Il taglio quasi a metà della quota del socio pubblico dal 64% apre nuove possibilità nel dossier e offre al Tesoro diverse opzioni. L'unico vincolo con l'UE è quello di riprivatizzare entro giugno 2024, ma questo sembra ormai superato, dato che non ci sono compratori in vista da mesi. Il Tesoro ha scelto una via intermedia, cedendo il 25% come "prima fase di un processo più ampio per valorizzare pienamente Mps". La quota pubblica è ora al 39,2%, e potrebbe essere ridotta ulteriormente l'anno prossimo in una seconda collocazione fino al 10%. Nonostante l'impegno a non vendere ulteriori azioni Mps per 90 giorni, il Tesoro potrebbe riesaminare la situazione in base alle condizioni e ai risultati del bilancio 2023, con la possibilità di contattare nuovamente gli investitori che hanno manifestato un forte interesse.
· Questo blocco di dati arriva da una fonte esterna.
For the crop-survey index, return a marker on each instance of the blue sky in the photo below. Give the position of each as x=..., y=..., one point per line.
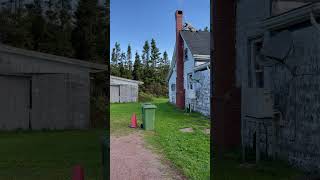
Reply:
x=134, y=21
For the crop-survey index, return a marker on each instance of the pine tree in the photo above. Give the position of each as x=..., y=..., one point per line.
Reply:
x=146, y=53
x=129, y=59
x=155, y=54
x=84, y=33
x=137, y=68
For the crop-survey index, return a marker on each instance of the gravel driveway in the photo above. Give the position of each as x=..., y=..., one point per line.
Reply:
x=131, y=160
La giustizia potrebbe dare una mano al dossier con la sentenza d'appello prevista per lunedì prossimo sul filone che ha coinvolto gli ex manager Profumo e Viola. Dopo l'assoluzione in Cassazione dei predecessori Mussari e Vigni a ottobre, c'è una buona possibilità che vengano assolti, con un impatto significativo sui rischi legali di Mps. Nel bilancio Mps ci sono richieste di danni per 160 milioni direttamente legate al processo Profumo-Viola, ma un'assoluzione definitiva potrebbe consentire a Mps di imputare fino a 600 milioni di riserve su rischi legali al capitale primario (CET1), portandolo al 17,2%, uno dei livelli più alti in Europa, come racconta La Repubblica.
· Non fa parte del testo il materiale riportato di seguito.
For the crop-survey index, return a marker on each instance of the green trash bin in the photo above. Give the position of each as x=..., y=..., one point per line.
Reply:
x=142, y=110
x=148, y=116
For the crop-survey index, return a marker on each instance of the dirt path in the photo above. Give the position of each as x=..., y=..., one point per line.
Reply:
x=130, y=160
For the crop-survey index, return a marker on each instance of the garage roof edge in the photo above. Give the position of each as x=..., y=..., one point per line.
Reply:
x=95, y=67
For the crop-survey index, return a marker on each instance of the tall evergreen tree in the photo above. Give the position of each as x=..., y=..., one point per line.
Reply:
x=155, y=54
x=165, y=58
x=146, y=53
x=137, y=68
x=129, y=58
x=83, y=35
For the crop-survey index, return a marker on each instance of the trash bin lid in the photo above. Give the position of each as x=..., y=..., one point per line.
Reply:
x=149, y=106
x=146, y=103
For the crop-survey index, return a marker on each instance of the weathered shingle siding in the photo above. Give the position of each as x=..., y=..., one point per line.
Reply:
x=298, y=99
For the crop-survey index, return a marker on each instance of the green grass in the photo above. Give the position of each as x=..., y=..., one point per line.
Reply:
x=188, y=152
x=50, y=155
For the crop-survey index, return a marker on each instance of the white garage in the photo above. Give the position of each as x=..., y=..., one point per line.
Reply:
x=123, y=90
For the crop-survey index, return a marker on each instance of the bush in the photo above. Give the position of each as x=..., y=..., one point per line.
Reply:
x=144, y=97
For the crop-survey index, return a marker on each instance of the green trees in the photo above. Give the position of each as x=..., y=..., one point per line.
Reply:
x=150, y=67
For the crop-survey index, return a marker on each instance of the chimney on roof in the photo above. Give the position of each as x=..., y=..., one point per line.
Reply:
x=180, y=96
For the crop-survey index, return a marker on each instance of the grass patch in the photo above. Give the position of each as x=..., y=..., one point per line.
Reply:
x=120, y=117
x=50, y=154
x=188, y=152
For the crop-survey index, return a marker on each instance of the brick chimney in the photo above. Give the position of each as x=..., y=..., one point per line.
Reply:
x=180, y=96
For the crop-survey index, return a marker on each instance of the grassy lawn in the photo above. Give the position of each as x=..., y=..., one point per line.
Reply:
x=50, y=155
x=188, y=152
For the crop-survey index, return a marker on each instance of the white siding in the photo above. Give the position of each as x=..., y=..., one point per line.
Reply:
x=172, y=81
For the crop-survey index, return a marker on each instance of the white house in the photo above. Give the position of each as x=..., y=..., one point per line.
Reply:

Per Mediobanca, l'alto patrimonio è fondamentale affinché il Tesoro possa cedere Mps senza richiedere fondi pubblici. La banca ha simulato tre scenari di fusione, suggerendo che Unicredit potrebbe pagare in contanti e azzerare la presenza del Tesoro nel nuovo polo, mentre Banco BPM e BPER potrebbero pagare con azioni, diluendo la quota del Tesoro nel "terzo polo italiano" al 13%. Anche se le tre banche negano attualmente ogni interesse, la possibilità di fusioni non sembra così remota come due anni fa.